I'm in the midst of setting up my first HA cluster and want to be sure I didn't miss something. Shouldn't the address line in the on server section be 192.168.1.1 rather than .1.3? If not, what did I miss?
TIA,
Laker
mounting drbd drives with heartbeat
I can get drbd drive to startup with heartbeat, I can fail and have the primary and secondary change. The problem I am having is that I can not get heartbeat to mount the drives, I can mount them just fine with the mount command.
I am not sure in the article how the drives are being mounted.
Does anyone know how I would mount the /dev/drbd0 to /mnt/drbd0 with heartbeat?

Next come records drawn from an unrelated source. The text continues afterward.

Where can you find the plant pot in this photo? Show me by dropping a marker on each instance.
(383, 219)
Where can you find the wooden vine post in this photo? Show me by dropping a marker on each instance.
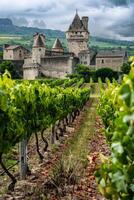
(23, 159)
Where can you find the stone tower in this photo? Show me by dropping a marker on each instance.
(38, 49)
(57, 47)
(78, 35)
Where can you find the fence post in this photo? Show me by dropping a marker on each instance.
(23, 159)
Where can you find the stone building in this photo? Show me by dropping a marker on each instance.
(14, 52)
(57, 63)
(78, 35)
(111, 59)
(52, 63)
(78, 39)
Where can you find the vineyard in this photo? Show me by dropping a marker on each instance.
(82, 134)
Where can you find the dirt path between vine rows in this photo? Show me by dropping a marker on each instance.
(68, 174)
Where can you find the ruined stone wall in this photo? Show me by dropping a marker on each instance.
(77, 41)
(114, 63)
(57, 67)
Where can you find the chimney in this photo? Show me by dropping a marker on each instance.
(5, 46)
(85, 22)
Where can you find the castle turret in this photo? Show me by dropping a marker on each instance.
(57, 47)
(38, 50)
(78, 35)
(85, 22)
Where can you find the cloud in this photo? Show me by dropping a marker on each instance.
(107, 18)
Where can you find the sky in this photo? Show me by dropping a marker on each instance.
(107, 18)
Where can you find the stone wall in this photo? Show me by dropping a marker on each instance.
(114, 63)
(18, 64)
(58, 67)
(77, 41)
(30, 71)
(16, 54)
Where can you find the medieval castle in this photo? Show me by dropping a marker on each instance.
(58, 63)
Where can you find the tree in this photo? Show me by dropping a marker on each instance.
(126, 68)
(83, 71)
(104, 73)
(8, 65)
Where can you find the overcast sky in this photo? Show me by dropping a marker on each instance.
(107, 18)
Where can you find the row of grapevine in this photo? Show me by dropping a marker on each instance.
(116, 175)
(28, 108)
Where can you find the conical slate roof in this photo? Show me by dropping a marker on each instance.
(76, 24)
(57, 44)
(38, 41)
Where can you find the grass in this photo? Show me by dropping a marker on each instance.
(74, 160)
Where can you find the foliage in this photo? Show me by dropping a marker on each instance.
(1, 55)
(8, 65)
(104, 73)
(84, 72)
(116, 175)
(126, 68)
(28, 107)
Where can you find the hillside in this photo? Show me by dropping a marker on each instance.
(7, 27)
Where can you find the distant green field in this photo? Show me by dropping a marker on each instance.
(96, 43)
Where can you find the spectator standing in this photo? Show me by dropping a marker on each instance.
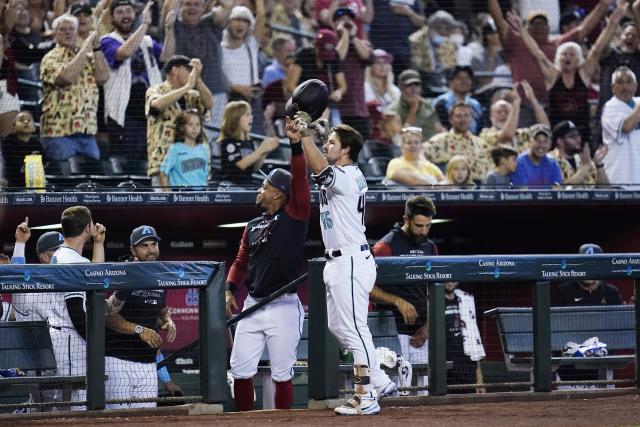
(356, 54)
(163, 104)
(458, 140)
(460, 82)
(504, 157)
(198, 34)
(534, 166)
(70, 78)
(379, 89)
(284, 51)
(620, 130)
(574, 156)
(188, 159)
(411, 168)
(409, 302)
(240, 58)
(567, 80)
(464, 344)
(133, 320)
(18, 144)
(523, 64)
(239, 156)
(504, 120)
(133, 58)
(413, 109)
(400, 19)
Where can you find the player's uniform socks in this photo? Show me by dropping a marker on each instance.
(243, 391)
(284, 394)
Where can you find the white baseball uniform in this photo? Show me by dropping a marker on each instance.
(350, 272)
(68, 346)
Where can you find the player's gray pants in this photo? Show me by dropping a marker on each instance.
(349, 280)
(130, 380)
(279, 325)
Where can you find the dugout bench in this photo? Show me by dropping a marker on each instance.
(27, 346)
(614, 325)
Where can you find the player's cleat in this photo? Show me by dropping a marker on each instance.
(366, 404)
(387, 390)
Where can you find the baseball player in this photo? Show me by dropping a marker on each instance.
(350, 271)
(269, 257)
(33, 306)
(67, 319)
(409, 303)
(132, 340)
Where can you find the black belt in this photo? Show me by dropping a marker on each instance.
(337, 253)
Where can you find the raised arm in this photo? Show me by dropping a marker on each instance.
(546, 67)
(299, 206)
(498, 18)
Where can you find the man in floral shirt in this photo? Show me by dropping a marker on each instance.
(459, 140)
(70, 78)
(182, 90)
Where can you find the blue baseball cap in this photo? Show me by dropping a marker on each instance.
(280, 179)
(49, 241)
(142, 233)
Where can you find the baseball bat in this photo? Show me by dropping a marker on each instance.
(244, 313)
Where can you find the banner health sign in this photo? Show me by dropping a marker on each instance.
(106, 276)
(501, 268)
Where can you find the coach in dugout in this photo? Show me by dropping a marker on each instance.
(132, 339)
(409, 303)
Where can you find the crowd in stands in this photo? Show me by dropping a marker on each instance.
(496, 95)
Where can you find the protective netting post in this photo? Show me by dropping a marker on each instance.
(95, 350)
(213, 329)
(541, 337)
(437, 341)
(323, 347)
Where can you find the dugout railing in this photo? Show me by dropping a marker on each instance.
(96, 279)
(539, 270)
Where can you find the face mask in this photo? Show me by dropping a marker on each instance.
(457, 38)
(437, 39)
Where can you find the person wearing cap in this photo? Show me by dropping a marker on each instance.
(574, 156)
(28, 46)
(319, 62)
(163, 104)
(70, 79)
(33, 306)
(356, 54)
(460, 80)
(534, 167)
(271, 256)
(411, 168)
(621, 129)
(504, 118)
(362, 9)
(133, 58)
(459, 140)
(432, 46)
(240, 57)
(400, 19)
(523, 65)
(133, 322)
(413, 109)
(198, 33)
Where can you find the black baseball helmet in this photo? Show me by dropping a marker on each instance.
(311, 96)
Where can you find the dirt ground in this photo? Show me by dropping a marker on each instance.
(610, 411)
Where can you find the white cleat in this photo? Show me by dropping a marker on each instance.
(366, 404)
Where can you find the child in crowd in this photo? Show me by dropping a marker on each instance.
(458, 171)
(18, 144)
(504, 157)
(188, 159)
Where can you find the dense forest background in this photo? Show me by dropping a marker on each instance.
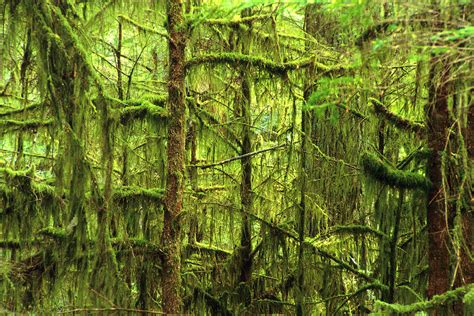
(228, 157)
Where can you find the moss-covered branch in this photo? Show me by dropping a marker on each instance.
(134, 192)
(145, 109)
(27, 108)
(141, 27)
(261, 63)
(396, 120)
(437, 300)
(237, 20)
(153, 107)
(387, 174)
(359, 230)
(200, 247)
(25, 124)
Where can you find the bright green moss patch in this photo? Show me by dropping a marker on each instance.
(437, 300)
(396, 120)
(134, 192)
(260, 62)
(387, 174)
(24, 124)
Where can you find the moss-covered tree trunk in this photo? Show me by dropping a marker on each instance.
(173, 200)
(245, 255)
(438, 124)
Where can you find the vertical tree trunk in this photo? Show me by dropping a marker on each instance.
(311, 28)
(173, 200)
(438, 124)
(245, 255)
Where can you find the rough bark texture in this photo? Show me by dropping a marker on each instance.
(311, 27)
(438, 124)
(173, 200)
(245, 255)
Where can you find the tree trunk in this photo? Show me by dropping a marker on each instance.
(438, 124)
(173, 199)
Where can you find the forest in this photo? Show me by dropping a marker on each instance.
(225, 157)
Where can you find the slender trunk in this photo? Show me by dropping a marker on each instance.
(310, 28)
(245, 255)
(438, 124)
(392, 276)
(173, 200)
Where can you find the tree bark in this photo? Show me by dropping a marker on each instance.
(173, 200)
(438, 123)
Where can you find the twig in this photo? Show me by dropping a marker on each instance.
(238, 157)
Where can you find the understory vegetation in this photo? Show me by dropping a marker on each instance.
(215, 157)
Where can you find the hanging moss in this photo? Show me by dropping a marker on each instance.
(30, 124)
(237, 20)
(142, 27)
(54, 233)
(437, 301)
(387, 174)
(134, 192)
(261, 63)
(145, 109)
(360, 230)
(27, 108)
(200, 247)
(396, 120)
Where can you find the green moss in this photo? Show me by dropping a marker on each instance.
(396, 120)
(238, 20)
(260, 62)
(145, 109)
(134, 192)
(387, 174)
(25, 124)
(142, 27)
(360, 229)
(28, 108)
(54, 233)
(436, 301)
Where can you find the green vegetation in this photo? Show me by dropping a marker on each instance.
(224, 157)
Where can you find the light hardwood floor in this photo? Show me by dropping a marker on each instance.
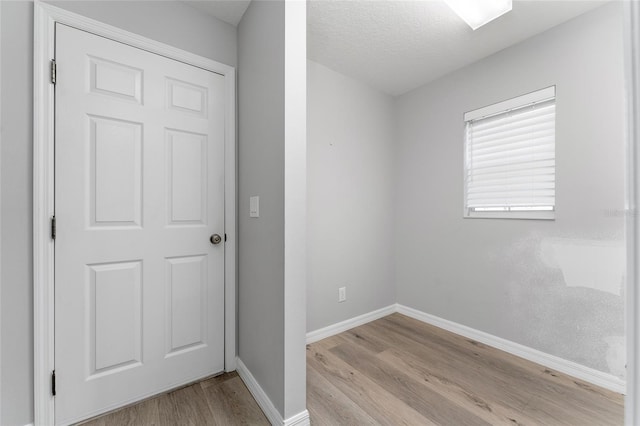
(397, 371)
(222, 400)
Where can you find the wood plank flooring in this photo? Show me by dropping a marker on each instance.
(222, 400)
(397, 371)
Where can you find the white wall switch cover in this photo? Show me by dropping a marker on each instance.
(254, 206)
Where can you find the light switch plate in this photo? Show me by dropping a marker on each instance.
(254, 206)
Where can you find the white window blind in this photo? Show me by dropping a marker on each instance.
(510, 157)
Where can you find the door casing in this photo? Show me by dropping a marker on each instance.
(45, 17)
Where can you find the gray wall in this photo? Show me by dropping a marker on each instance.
(350, 197)
(556, 286)
(169, 22)
(271, 154)
(261, 63)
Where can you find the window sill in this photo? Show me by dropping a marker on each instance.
(526, 215)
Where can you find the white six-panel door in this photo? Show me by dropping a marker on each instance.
(139, 190)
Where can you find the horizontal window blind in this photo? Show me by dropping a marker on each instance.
(510, 160)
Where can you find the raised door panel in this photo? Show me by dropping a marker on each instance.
(186, 303)
(115, 312)
(187, 177)
(115, 168)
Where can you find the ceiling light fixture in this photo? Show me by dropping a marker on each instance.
(476, 13)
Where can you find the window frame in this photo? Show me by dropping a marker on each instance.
(517, 102)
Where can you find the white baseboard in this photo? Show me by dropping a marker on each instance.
(269, 410)
(323, 333)
(300, 419)
(599, 378)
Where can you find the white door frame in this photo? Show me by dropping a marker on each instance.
(45, 17)
(632, 74)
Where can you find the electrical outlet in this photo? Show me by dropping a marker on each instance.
(342, 294)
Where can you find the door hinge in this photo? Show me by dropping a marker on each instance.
(54, 71)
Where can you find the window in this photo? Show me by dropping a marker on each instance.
(510, 158)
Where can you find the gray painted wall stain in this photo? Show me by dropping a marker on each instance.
(566, 295)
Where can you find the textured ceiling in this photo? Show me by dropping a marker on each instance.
(396, 46)
(229, 11)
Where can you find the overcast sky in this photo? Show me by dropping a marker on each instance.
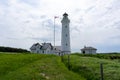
(93, 23)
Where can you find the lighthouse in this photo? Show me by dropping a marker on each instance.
(65, 36)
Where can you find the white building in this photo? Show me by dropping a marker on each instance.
(45, 48)
(65, 37)
(88, 50)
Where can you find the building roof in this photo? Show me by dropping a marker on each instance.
(88, 48)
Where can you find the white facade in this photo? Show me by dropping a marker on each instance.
(45, 48)
(65, 37)
(88, 50)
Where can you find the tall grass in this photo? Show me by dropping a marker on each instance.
(89, 67)
(34, 67)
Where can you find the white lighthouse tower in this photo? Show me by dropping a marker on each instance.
(65, 37)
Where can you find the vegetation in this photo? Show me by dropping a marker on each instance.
(89, 67)
(34, 67)
(50, 67)
(111, 56)
(10, 49)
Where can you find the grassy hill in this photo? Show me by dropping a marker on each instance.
(34, 67)
(89, 66)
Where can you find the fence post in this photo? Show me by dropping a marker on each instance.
(101, 71)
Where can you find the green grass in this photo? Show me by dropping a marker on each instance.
(34, 67)
(89, 67)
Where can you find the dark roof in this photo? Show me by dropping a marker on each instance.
(88, 48)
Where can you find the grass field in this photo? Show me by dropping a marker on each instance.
(89, 67)
(34, 67)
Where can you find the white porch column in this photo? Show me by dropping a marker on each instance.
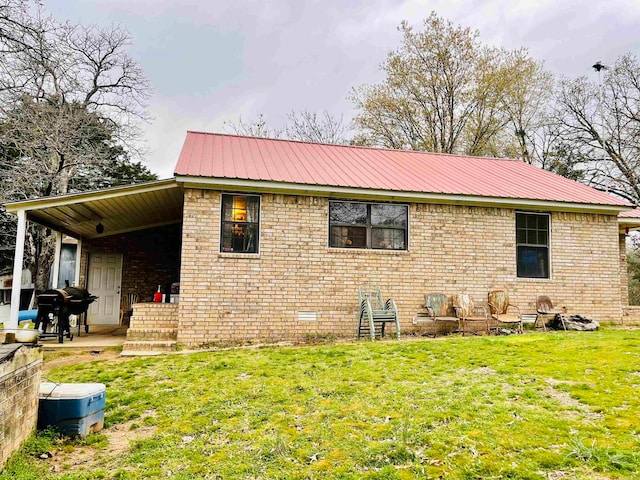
(76, 282)
(56, 260)
(17, 269)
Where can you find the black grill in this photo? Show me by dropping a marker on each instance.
(55, 306)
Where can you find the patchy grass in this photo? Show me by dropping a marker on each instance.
(561, 405)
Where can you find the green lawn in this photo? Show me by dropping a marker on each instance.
(560, 405)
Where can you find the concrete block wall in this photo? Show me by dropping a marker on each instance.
(20, 370)
(242, 298)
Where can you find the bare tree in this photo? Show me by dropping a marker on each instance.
(311, 127)
(71, 99)
(446, 92)
(256, 128)
(301, 125)
(602, 123)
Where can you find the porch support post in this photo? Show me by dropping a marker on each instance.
(76, 281)
(56, 260)
(17, 269)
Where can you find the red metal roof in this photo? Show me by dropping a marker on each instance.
(248, 158)
(635, 213)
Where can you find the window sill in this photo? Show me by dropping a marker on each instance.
(238, 255)
(361, 251)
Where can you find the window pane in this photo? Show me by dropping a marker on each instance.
(227, 202)
(532, 237)
(390, 238)
(253, 209)
(346, 212)
(543, 222)
(348, 237)
(389, 215)
(239, 238)
(543, 238)
(533, 262)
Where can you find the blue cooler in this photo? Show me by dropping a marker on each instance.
(72, 408)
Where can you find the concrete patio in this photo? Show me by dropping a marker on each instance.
(98, 338)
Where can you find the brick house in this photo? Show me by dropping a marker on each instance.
(269, 239)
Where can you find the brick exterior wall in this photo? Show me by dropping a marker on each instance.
(149, 258)
(624, 273)
(20, 369)
(236, 298)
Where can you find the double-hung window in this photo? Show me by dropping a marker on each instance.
(240, 223)
(532, 244)
(368, 225)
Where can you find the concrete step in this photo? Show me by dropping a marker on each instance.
(151, 347)
(149, 334)
(155, 323)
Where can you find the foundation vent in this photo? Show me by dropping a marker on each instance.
(307, 316)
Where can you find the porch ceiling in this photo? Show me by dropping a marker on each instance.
(118, 209)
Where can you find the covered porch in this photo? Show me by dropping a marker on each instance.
(127, 243)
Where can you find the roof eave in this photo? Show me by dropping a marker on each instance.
(112, 192)
(404, 196)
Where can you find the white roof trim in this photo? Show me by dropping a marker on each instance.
(107, 193)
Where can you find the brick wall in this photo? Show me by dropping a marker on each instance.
(20, 368)
(624, 273)
(150, 258)
(228, 298)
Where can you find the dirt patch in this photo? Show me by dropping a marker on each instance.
(63, 359)
(564, 399)
(70, 458)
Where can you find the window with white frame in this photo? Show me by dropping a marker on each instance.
(532, 244)
(368, 225)
(240, 223)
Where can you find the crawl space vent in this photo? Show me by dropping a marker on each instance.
(307, 316)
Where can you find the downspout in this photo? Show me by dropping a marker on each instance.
(56, 261)
(76, 281)
(17, 269)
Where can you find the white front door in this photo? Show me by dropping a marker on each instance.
(105, 275)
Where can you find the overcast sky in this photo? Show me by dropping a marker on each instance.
(214, 61)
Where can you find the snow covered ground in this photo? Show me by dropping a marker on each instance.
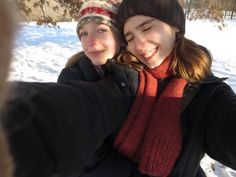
(41, 52)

mount drives with heartbeat
I have the same issue!
Did you find a way out? My HA-Cluster with DRBD works great if I manually mount my replicated drive. But it refuses to do automatically with heartbeat.
Any help/leads will be appreciated.
Thanks
Try mounting with resource
Try mounting with resource script Filesystem. This works for me and is mentioned in some other how to articles...
Filesystem::/dev/drdb0::/data::ext3
Try on commandline w/o the ::
NFS support is generally quite tricky
That should be at least cited in the article. Heartbeat based service with a floating IP address could be extremely tricky for locking, when used with NFS servers. Also, I would avoid to use mbox based mail spool dirs on drdb partitions, maildirs are much more safe. That's my 2 cents.
NFS support not that difficult
NFS works well - including locking. Dozens to hundreds of sites have it working quite nicely. You do have to set things up correctly, but the Linux-HA web site and several other articles (pointed to by the PressRoom page) explain how to do that in detail. There is a hole where an extremely active application can possibly fail to get a lock during a failover, but it's happens rarely.
However, you do have to set it up correctly.